Das passt doch dazu:
http://grochtdreis.de/weblog/2014/08/06/webdesign-verhandlungen-im-richtigen-leben/

Beste Grüße aus Hamburg!
Gundi

Anonym hat gesagt…

You made my day.... Ich lache immer noch.

Dabei ist es doch wirklich so echt, ob nun bei Kindergeburtstagen, Elternabenden im Kindergarten, Elternrunden auf Spielplätzen und so weiter...... Oh Gott, ich spüre, wie mein Hals anschwillt. ;-)

Liebe Grüsse, Caroline

Julika hat gesagt…

Ach Du liebe Zeit, was habe ich gelacht! Dengue-Fieber!! Von Weichmachern!
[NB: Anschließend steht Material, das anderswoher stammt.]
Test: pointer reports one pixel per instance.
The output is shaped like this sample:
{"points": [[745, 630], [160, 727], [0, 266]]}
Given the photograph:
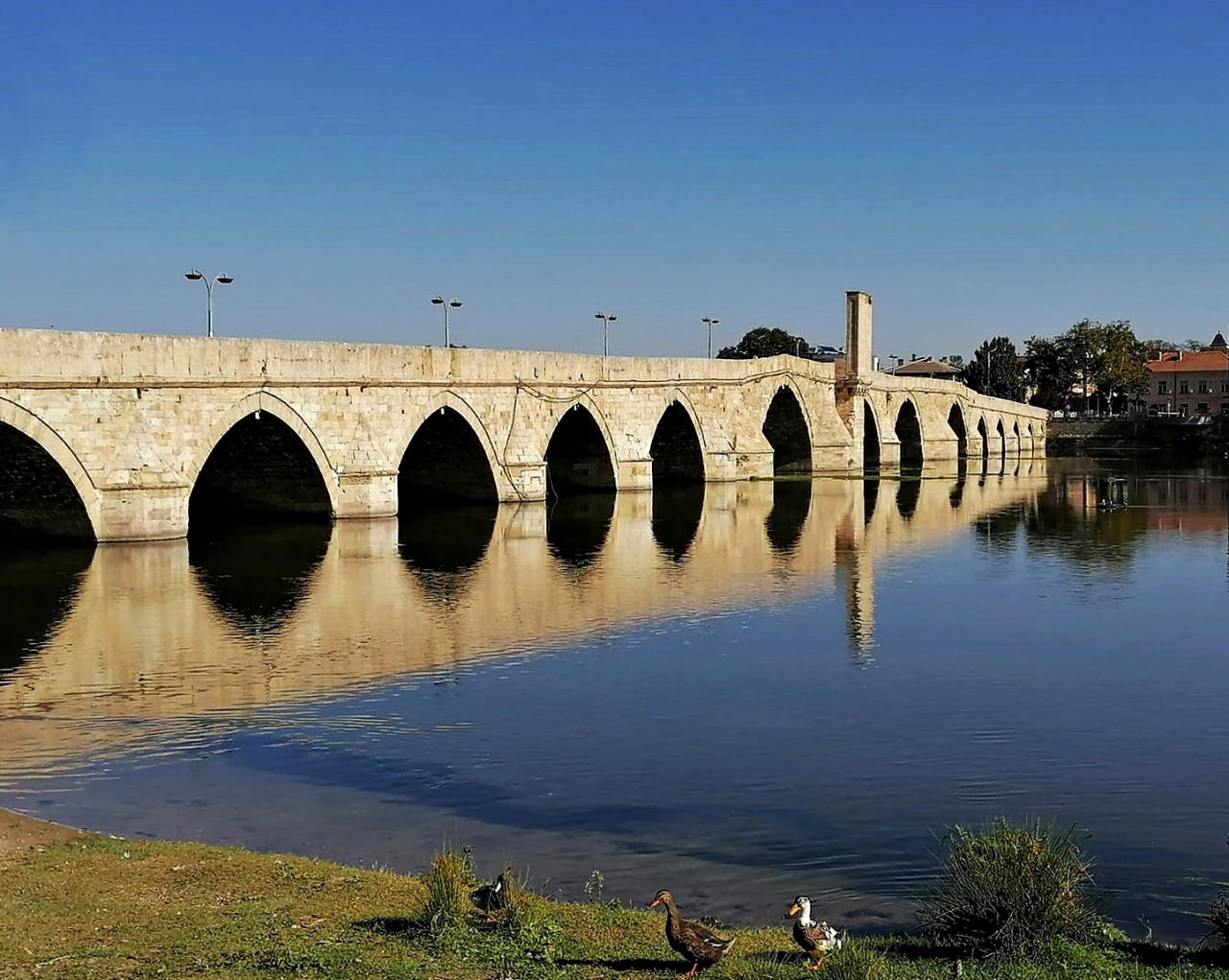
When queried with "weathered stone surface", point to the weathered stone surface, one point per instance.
{"points": [[132, 418]]}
Darauf könnten Leute glatt kommen....
Liebe Grüße
Julika

Sabine hat gesagt…

Bis zum "wenn das z vrachlüsselt war" hab ich noch gedacht, daß es auch ein (zwei, drei) Firmenmeeting sein könnte... :-D

keinhölzchen hat gesagt…

Diese fiktive Diskussion kommt mir merkwürdig bekannt vor (warum nur?) und "das hier" hängt aus Gründen seit einigen Jahren an der Pinwand im Büro :)))

(Grinse noch immer ...)

Anonym hat gesagt…

Habe das Schild ausgedruckt und direkt meinen Kollegen hingehängt, die Betonwand hat schon fast eine Delle...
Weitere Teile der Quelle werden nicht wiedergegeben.